2 jahre später. bestandsaufnahme

vor genau 2 jahren hatte ich meine letzte chemo. unfassbar wie die zeit vergeht. manchmal kommt es mir gar nicht so vor. doch meistens fühlt es sich an, als wäre es noch viel länger her.

eigentlich hatte ich schon nen mordslangen beitrag verfasst, also noch länger als dieser. aber irgendwie ist mir doch nicht nach drum rum reden.
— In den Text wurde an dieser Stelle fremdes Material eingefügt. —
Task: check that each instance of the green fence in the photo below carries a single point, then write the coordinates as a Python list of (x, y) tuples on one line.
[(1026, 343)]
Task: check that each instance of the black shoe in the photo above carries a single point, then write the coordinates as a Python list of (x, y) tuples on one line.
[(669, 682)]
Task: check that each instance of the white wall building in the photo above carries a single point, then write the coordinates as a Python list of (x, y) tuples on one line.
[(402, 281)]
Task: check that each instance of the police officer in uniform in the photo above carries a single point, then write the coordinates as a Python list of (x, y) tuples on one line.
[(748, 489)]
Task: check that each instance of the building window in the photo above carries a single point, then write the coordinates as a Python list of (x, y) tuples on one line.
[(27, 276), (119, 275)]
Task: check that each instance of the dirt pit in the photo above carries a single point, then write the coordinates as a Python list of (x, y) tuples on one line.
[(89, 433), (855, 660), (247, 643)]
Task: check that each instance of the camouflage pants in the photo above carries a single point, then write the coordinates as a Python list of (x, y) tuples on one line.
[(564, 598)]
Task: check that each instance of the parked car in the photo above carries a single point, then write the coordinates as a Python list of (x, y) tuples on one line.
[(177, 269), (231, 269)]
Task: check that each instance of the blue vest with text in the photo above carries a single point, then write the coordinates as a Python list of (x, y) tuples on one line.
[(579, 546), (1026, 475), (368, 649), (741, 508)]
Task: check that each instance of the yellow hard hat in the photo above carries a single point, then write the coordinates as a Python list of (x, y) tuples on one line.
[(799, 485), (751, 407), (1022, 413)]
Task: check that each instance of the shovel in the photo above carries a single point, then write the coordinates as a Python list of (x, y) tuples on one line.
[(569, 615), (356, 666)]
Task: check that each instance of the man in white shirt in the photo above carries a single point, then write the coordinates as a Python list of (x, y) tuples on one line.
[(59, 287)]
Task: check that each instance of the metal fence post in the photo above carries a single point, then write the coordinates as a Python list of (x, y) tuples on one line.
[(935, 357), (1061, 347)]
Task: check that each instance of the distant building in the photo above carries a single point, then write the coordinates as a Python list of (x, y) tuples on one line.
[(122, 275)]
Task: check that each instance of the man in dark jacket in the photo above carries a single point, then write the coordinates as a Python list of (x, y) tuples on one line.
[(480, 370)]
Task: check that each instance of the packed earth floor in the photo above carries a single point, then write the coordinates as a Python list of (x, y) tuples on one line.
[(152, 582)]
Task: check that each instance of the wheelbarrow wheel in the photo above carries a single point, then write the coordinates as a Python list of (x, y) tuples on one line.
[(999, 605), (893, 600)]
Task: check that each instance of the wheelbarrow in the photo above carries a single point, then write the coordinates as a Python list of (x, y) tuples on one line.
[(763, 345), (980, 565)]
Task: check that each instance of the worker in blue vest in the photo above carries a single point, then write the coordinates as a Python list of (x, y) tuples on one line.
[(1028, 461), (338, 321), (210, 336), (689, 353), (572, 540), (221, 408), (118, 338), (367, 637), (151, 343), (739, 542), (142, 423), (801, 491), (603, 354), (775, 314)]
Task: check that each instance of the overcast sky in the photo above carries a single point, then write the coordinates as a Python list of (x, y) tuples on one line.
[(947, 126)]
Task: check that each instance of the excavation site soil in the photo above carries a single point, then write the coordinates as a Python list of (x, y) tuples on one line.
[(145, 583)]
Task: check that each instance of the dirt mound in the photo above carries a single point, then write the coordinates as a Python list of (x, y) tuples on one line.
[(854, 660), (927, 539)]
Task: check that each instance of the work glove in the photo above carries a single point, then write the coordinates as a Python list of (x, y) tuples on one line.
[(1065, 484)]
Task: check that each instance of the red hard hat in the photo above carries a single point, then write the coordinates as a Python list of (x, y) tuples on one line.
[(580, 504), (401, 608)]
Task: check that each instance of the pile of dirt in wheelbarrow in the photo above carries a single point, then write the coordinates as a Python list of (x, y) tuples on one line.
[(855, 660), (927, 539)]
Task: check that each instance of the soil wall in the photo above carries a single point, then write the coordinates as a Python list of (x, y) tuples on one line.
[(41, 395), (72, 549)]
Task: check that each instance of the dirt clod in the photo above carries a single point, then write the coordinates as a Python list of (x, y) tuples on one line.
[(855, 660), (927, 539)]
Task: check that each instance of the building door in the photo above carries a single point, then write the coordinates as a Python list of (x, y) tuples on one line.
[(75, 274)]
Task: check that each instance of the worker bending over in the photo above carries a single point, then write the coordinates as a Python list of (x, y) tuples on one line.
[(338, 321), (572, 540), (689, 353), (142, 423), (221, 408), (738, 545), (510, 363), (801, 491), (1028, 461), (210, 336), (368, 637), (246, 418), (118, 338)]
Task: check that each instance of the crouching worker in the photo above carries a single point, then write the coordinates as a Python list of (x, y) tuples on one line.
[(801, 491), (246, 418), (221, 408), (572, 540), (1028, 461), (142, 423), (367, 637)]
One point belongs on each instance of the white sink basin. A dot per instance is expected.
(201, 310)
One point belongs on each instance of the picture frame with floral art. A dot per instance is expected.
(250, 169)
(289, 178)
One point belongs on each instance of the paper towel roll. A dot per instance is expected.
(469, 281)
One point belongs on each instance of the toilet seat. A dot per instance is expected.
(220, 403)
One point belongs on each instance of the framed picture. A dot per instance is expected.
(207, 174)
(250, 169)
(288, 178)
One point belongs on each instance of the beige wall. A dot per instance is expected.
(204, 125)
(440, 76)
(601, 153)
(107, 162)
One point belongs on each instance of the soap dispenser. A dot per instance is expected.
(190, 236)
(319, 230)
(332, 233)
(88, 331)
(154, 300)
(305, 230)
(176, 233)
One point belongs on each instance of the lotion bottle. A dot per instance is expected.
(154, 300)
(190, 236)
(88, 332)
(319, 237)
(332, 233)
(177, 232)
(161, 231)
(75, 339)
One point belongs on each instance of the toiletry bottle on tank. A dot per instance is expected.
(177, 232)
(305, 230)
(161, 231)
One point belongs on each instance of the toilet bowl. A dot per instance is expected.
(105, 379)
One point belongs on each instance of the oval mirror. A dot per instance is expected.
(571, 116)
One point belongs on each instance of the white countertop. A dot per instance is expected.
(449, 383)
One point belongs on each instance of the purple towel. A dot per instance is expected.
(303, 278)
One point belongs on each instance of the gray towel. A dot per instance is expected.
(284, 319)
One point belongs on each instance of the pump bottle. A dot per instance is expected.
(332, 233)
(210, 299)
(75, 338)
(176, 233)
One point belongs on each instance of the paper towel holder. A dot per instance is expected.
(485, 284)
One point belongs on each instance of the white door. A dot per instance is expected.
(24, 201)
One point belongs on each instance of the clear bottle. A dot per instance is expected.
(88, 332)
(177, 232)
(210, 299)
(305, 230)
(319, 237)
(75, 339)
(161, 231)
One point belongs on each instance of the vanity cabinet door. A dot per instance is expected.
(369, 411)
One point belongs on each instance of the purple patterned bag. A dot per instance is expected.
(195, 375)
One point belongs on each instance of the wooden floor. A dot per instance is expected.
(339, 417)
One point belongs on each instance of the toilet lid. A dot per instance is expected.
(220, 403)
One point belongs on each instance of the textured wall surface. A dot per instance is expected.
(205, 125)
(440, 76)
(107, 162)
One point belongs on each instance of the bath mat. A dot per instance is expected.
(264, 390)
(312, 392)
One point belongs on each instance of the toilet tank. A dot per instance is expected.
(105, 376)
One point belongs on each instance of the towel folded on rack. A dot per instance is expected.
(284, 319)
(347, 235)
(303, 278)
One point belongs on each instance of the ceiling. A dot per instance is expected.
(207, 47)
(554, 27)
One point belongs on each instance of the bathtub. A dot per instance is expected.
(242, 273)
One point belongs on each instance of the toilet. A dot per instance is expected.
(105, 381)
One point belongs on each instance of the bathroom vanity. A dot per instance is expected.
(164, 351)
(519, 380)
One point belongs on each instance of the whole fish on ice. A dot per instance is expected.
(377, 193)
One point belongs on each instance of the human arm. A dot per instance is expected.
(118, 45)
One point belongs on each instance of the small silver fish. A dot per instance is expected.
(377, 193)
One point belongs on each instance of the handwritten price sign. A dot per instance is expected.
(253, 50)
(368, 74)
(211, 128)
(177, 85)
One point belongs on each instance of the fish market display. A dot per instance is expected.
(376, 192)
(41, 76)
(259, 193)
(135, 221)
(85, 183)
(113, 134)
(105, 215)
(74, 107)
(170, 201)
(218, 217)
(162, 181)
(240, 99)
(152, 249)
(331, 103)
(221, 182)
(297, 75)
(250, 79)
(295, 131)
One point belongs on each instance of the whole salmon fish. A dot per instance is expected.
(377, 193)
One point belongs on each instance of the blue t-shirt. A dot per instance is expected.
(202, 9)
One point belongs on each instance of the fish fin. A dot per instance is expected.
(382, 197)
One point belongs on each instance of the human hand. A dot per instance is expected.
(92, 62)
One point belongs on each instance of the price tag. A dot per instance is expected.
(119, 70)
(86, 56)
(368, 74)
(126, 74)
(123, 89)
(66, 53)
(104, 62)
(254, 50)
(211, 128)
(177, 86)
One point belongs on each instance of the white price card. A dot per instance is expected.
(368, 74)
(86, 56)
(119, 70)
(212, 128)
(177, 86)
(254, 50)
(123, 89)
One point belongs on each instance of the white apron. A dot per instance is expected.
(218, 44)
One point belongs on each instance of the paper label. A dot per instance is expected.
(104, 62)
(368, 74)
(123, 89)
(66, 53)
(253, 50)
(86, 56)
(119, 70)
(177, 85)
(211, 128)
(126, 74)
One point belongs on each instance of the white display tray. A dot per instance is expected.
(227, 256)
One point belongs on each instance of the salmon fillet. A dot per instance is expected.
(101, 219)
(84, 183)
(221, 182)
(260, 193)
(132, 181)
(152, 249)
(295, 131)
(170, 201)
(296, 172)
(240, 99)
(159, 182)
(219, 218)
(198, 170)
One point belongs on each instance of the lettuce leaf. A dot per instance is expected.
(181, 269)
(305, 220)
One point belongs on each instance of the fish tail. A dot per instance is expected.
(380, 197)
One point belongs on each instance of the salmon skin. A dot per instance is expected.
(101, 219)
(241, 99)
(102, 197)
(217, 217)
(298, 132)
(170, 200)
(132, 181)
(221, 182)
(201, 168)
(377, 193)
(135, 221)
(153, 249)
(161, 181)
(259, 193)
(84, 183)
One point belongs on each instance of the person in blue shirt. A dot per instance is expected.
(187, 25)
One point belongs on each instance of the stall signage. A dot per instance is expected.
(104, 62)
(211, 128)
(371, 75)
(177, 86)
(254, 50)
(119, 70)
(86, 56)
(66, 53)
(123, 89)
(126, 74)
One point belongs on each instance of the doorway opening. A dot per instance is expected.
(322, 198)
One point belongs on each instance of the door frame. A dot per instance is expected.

im großen und ganzen ist alles tutti frutti. denn sowohl körperlich als auch psychisch geht es mir sehr gut.

also zu den fakten!

  • ich habe keinen husten mehr. keine ahnung seit wann. irgendwann die letzten wochen fiel es mir auf. find ich gut!
  • nach wie vor bin ich zeitweise sehr schnell erschöpft und müde. meine aufmerksamkeitsspanne ist an manchen tagen recht kurz und ohne notizen geht mittlerweile fast nichts mehr
  • ich schlafe noch immer gut und hatte damit zum glück nie probleme
  • wie schon in einem vorherigen blogpost erzählt, ist mein blutdruck zu hoch. das kann durchaus eine spätfolge der chemo sein. mittlerweile hab ich aber festgestellt, dass es eher eine kopfsache ist. je ausgeglichener ich bin, desto besser mein blutdruck. vll auch eine unglückliche kombination aus beidem. also immer schön am gelassen sein arbeiten.
  • diskutieren war vorher schon nicht meine welt. jetzt liegt ein universum dazwischen. wenn mich das überfordert kann ich dann auch richtig garstig werden. manchmal, wenn ein gespräch zu lange dauert und eigentlich schon fertig ist, schalte ich ab. da kann ich nicht mehr folgen. denn was durch ist, ist durch und muss auch nicht mehr abgehandelt werden. und meine meinung kann dann schon mal schneller aus mir rausplatzen als früher.
  • mein bindegewebe ist gefühlt 10 jahre älter als es in meinem ausweis steht. aber das ist tatsächlich ’nur‘ eine feststellung. wobei ich schon während der chemo gemerkt habe wie sehr sich meine haut und das bindegewebe verändert. also immer schön pflegen.
  • seit gut einem jahr muss ich mindestens 1x die woche zur lymphdrainage. seit ich zurück im büro bin, geht ohne leider nichts mehr. hab ich keine, schmerzt die brust, die achsel und der oberarm wird taub.
  • mehr als ein akustisches medium überfordert mich. das heißt, wenn wir uns unterhalten ist radio oder tv suboptimal. oder auch durcheinander reden. ein lokal mit viel hintergrundgeräuschen geht für ein paar stunden. klar, aber danach bin ich kaputt, als hätte ich die nacht durchgemacht
  • zu meinen gefühlen. ich fühle mich manchmal fehl am platz. nicht in meinem leben. sondern fehl im alltag mit anderen. der alltag läuft wie eine maschinerie an mir vorbei. oft ist es schwer alles unter zu bekommen und manchmal möchte ich einfach nur ausbrechen… so schön es ist, wenn man zurück in der routine ist, es ist harte arbeit. für mich.
  • meine ängste halten sich in grenzen. klar bin ich zu den nachsorgeterminen immer etwas mehr angespannt als sonst und manchmal auch gereizt. aber ich denke das ist normal.
  • und… an jahrestagen bin ich immer komisch

manch einer mag jetzt denken, meine güte, so gehts mir auch… und ich hatte keinen krebs. ja genau, und das ist der unterschied. es läuft parallel noch so viel zusätzlich ab in einem selbst, egal ob psychisch, körperlich oder seelisch. hm, ich bin mir nämlich nicht sicher, ob ich mich tatsächlich durch die erkrankung verändert habe. viele sagen, die krankheit hätte sie verändert. ja, die sicht der dinge hat sich verändert und eher hab ich das gefühl, dass ich noch mehr ich geworden bin als vorher.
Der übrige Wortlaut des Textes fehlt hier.